Si l'on ajoute à cela, la «concentration des exploitations» et l'«accaparement des terres» au profit de grandes structures propriétaires voire des spéculateurs chinois, dans le Berry… C'est une menace directe sur l'indépendance alimentaire qui aujourd'hui grandit, préviennent les professionnels.
«Entre 2007 et 2014, la crise de 2008 avait heureusement mis un premier coup d'arrêt. Puis elle avait été suivie d'une prise de conscience des élus qui avait permis de mettre en place des outils de contrôle pour faire baisser cette pression. Mais depuis 2015, on repart vers une consommation excessive, avec environ 6 000 ha artificialisés en Occitanie chaque année et c'est inquiétant», pointe Christian Roussel, directeur opérationnel de la Safer Occitanie.
Mais le dossier est «plus complexe que «l'urbanisation qui se fait au détriment des espaces naturels et des bonnes terres», prévient aussi Marie-Christine Jaillet, directrice de recherches au CNRS à Toulouse. Car aujourd'hui, avec l'exigence croissante d'une production alimentaire, saine, de qualité et de proximité, les cartes se redistribuent aussi autour des villes pour une évolution vers l'«agriurbain» tandis qu'à la campagne, de nouveaux agriculteurs aux projets innovants – mais pas forcément issus du monde paysan – ont besoin de terres pour s'installer et répondre à la demande. Ce que la Safer comme Terre de Liens les aide à faire.
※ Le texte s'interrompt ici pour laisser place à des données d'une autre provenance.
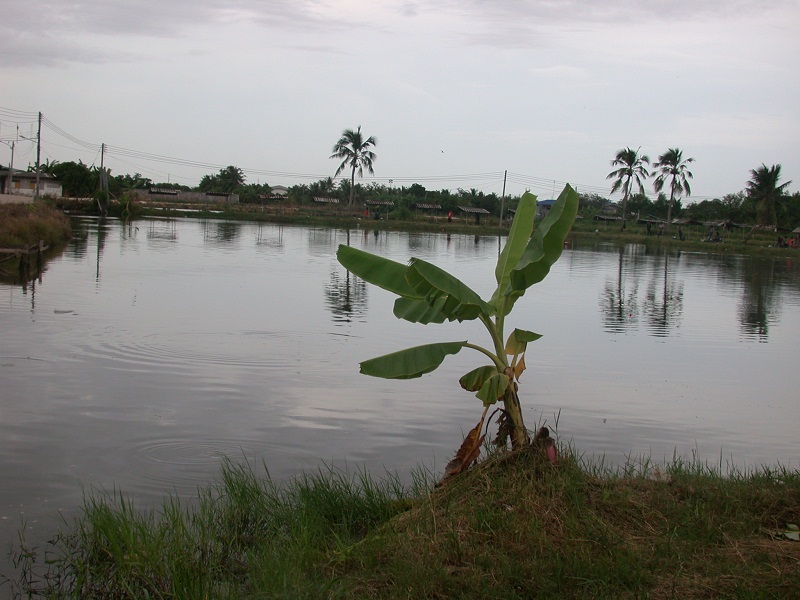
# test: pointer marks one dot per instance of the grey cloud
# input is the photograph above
(49, 32)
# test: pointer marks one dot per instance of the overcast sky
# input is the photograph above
(455, 91)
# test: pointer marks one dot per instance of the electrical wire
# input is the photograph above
(120, 154)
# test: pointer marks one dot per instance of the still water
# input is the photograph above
(147, 352)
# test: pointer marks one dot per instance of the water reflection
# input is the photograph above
(166, 367)
(162, 231)
(619, 299)
(269, 236)
(663, 303)
(346, 296)
(221, 233)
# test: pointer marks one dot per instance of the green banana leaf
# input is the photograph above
(518, 236)
(474, 380)
(411, 362)
(545, 246)
(417, 311)
(493, 388)
(448, 294)
(377, 270)
(518, 341)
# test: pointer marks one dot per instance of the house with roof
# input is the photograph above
(23, 183)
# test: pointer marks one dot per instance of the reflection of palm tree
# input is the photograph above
(356, 154)
(759, 304)
(663, 312)
(672, 164)
(631, 170)
(346, 296)
(619, 306)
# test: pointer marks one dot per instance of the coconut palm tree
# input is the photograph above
(764, 189)
(230, 178)
(355, 153)
(672, 165)
(631, 171)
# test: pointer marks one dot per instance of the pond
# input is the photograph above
(148, 351)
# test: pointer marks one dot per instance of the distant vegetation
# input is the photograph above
(514, 527)
(762, 199)
(24, 225)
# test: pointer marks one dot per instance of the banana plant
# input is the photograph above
(428, 294)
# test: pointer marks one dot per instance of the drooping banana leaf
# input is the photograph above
(518, 237)
(518, 341)
(545, 246)
(411, 362)
(474, 380)
(414, 310)
(455, 299)
(377, 270)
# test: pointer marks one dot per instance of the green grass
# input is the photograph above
(23, 225)
(515, 526)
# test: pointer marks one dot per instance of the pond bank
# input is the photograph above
(29, 234)
(515, 526)
(584, 230)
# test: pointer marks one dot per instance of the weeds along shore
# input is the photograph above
(514, 526)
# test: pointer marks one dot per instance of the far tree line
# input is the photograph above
(764, 199)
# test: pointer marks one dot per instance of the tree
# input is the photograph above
(230, 178)
(427, 294)
(355, 153)
(671, 165)
(631, 171)
(224, 182)
(763, 188)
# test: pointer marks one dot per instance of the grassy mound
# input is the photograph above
(24, 225)
(513, 527)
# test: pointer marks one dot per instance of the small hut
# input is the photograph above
(471, 210)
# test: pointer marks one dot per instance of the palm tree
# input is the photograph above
(354, 151)
(230, 178)
(672, 164)
(631, 170)
(764, 189)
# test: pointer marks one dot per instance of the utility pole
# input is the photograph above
(38, 155)
(10, 169)
(503, 198)
(102, 200)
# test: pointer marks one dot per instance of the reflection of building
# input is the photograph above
(23, 183)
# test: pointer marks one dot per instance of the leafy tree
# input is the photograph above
(671, 165)
(355, 153)
(224, 182)
(641, 204)
(763, 188)
(427, 294)
(631, 170)
(231, 178)
(77, 179)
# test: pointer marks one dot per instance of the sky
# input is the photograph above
(456, 92)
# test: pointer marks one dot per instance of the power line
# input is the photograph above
(494, 177)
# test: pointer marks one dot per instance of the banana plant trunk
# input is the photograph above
(519, 435)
«Les espaces que l'on perd aujourd'hui, on risque de les pleurer demain», prévient pour sa part le député des Hautes-Pyrénées Jean-Bernard Sempastous (LREM), président de la Commission sur le foncier agricole qui a remis son rapport en décembre. Un sujet qui a aussi été débattu, lors du dernier Salon de l'Agriculture entre les exploitants et Emmanuel Macron. Une loi foncière protectrice est en projet, indique-t-il, et a priori dès cette année.
Macron s'empare du sujet
Après la publication, lundi 6 mai, du rapport des experts de l'ONU sur la biodiversité, Emmanuel Macron a annoncé une série d'actions pour protéger la faune et la flore menacées par l'activité humaine. Parmi ces mesures (limitation des produits phytosanitaires, gaspillage alimentaire, expansion des aires marines protégées), figure aussi le dossier de l'artificialisation des sols. «Nous allons aussi accroître la lutte contre l'artificialisation des sols», a lancé le chef de l'Etat. «J'ai demandé un bilan très précis pour fixer des objectifs en matière de lutte contre l'artificialisation» en visant «une réhabilitation des 20 à 25 % des sols agricoles dégradés par l'utilisation passée des phytosanitaires». L'objectif «zéro artificialisation nette» des sols est déjà dans le Plan biodiversité présenté en juillet 2018 par le gouvernement. La lutte contre l'artificialisation des sols pourrait être mise à l'ordre du jour du Conseil de défense écologique dont le chef de l'Etat a décidé la création dans son bilan du Grand débat national.